Even though a major recession has yet to hit, a swath of Bel Air real estate is already being offered at a big discount, which may be indicative of what’s ahead.

Here’s a Jan. 24 Bloomberg headline and subheadline:

Land in Bel-Air Hits Auction Block at 70% Discount. Bids Start at $39 Million.

It’s a ‘last shot’ to find a buyer for property that was listed in 2013 at $125 million.

If Elliott Wave International’s analysis of the economy is correct, there will be many more bargains in real estate – not only in the luxury sector or California, but across the country.

Here’s a quote from Robert Prechter’s Last Chance to Conquer the Crash:

The worst thing about real estate is its lack of liquidity during a bear market. At least in the stock market, when your shares are down 60% and you realize you’ve made a horrendous mistake, you can swiftly get out (unless you run a mutual fund, pension fund, insurance company or other institution with millions of shares, in which case, you’re stuck). With real estate, you can’t pick up the phone and sell. You need to find a buyer for your house in order to sell it. In a depression, buyers just go away. Mom and Pop move in with the kids, or the kids move in with Mom and Pop. People start living in their offices or moving their offices into their living quarters. Businesses close down. In time, there is a massive glut of real estate.

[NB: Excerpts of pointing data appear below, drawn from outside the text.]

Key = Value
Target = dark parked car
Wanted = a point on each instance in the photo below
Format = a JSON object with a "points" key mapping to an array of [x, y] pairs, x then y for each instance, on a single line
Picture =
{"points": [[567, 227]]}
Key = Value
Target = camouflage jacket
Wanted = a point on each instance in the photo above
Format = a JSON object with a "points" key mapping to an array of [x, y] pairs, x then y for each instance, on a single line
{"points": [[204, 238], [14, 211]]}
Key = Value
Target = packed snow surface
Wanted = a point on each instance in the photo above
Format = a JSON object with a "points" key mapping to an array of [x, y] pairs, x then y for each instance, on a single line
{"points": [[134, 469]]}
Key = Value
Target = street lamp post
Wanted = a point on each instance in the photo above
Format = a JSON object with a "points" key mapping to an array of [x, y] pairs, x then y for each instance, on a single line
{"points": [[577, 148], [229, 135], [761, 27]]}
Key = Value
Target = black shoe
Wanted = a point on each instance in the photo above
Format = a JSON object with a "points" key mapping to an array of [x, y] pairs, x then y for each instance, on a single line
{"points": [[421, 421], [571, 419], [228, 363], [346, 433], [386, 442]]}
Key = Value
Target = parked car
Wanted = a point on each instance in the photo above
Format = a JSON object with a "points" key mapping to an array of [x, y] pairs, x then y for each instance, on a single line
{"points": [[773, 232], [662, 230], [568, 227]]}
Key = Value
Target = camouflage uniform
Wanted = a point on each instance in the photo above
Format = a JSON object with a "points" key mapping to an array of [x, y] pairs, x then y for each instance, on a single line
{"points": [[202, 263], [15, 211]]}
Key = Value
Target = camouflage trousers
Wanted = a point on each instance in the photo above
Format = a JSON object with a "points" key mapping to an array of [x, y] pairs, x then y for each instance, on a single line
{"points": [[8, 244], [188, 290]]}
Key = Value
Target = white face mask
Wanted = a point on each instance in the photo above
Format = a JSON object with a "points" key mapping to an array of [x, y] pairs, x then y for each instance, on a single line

In the initial stages of a depression, sellers remain under an illusion about what their property is worth. They keep a high list price on their house, reflecting what it was worth at the peak. This stubbornness leads to a drop in sales volume. At some point, a few owners cave in and sell at lower prices. Then others are forced to drop their prices, too. What is the potential buyer’s psychology at that point? “Well, gee, property prices have been coming down. Why should I rush? I’ll wait till they come down further.” The further they come down, the more the buyer wants to wait.

… At the bottom, buy the home, office building or business facility of your dreams for ten cents or less per dollar of its peak value.

U.S. Housing Market: “Worst Contraction Since 2006”

You probably recall the bursting of the U.S. housing bubble which occurred 16 years ago.

U.S. housing prices had topped in 2006 and that was followed by the subprime mortgage “meltdown” which shook the financial world to its core.

Here in 2022, there’s this headline (Markets Insider, June 10):

The US housing market is seeing its worst contraction since 2006 as mortgage applications crumble, says Freddie Mac economist

The Elliott Wave Financial Forecast pointed out reminders of the prior housing boom-and-bust back in April in a section titled “A True Fact: The Spirit of ’06 Is Thriving.”

Here’s a chart and commentary from that section:

The latest housing mania carries a “last chance to get in” vibe that even the boom of the mid-2000s failed to muster. Many experts say the price gains of recent months are just a beginning. Zillow’s latest housing price forecast is for year-over-year home price growth to increase to 22% by May. A Facebook post from a local real estate broker highlights a CNN Business story that the broker first posted in 2021. The story, about a house that drew 76 all-cash offers, is headlined “The Housing Madness Shows No Sign of Slowing.” Says the bullish broker, “I warned you then. Is it slowing this year? All arrows point to no.” We disagree. In fact, many of the arrows that matter most are now pointing down. In addition to the … over-the top bullish sentiment, there is now a clear trend reversal in the S&P Supercomposite Homebuilding Index, shown above. In September 2005, the Elliott Wave Financial Forecast pointed to a similar reversal in the same index and stated that home prices would eventually follow. Prices peaked in August 2006.